Chicago's Second Sun: Twelve Ways of Looking at a Ferris Wheel


click images for larger view
The Ferris Wheel at Navy Pier hasn't been around all that long - less than a quarter century, and at 150 feet tall, it's a shrimp compared to George Washington Gale Ferris's 264-foot-high original at Chicago's 1893 World's Columbian Exposition.  It pales next to Las Vegas's High Roller Ferris Wheel, at 550 feet high now the world's tallest.
 Yet it's perfect fusion of minimalist Chicago-style engineering, of geometry, light and form . . .
. . . makes it one the city's most distinctive landmarks, a visual marker visible from the beaches to the north . . .
 . . .  and the windows of all the towers with a view of the pier . . .
By night, it's Chicago second sun.  By day, it's a giant, kinetic wireframe for a star that switches off each break of dawn, a flattened disk with a coin-like edge. It's an architecture of pure desire, with no other function than to thrill, entrance and awe.  It's the thing that flares out the emotion, entombed but latent, in all the more sensible constructions of the utilitarian city.

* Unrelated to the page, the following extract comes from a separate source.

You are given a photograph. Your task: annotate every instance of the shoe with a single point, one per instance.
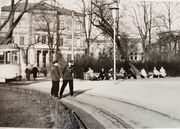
(73, 96)
(59, 97)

Just as there many ways to view the city below while ascending in one of the wheel's open passenger cars, there are many ways to see the Ferris Wheel, from far and near, through the tropical forest of the Pier's Winter garden . . .
Reflected like a sunburst in the shiny new elevator structure . . .
In slow reveal from below . . . 
 . . .  and in Full-up eye-poke mode. . .
The Navy Pier Ferris Wheel was part of a 1990's $200 million rehab that transformed the 3,300 foot-long, 1914 Charles Sumner Frost's designed Municipal Pier #2 . . .
Image courtesy the Chuckman Collection
  . . . into what is now Chicago's most popular tourist attraction.  Now owner McPier is in the midst of a new $155 million renovation, designed by James Corner Field Operations.  How well it will turn out is still to be seen, but the Ferris Wheel's new setting atop a grand Spanish-steps-style staircase is one of those rare, happy cases where the promise of the rendering . . .
. . .  may have even have been bettered in the constructed reality. . .

1 comment:

Unknown said...

Thx for the posting on the Ferris Wheel.
Readers wanting more info on the life of George Washington Gale Ferris (born in Galesburg, IL) might want to look for the biography "Circles in the Sky" by Richard Weingardt
and I'm hoping that one day the book "Devil in the White City" might be made into a feature motion picture' Maybe the producers-director could give use a ride (via special effects) in the original Ferris Wheel at the 1893 World's Fair?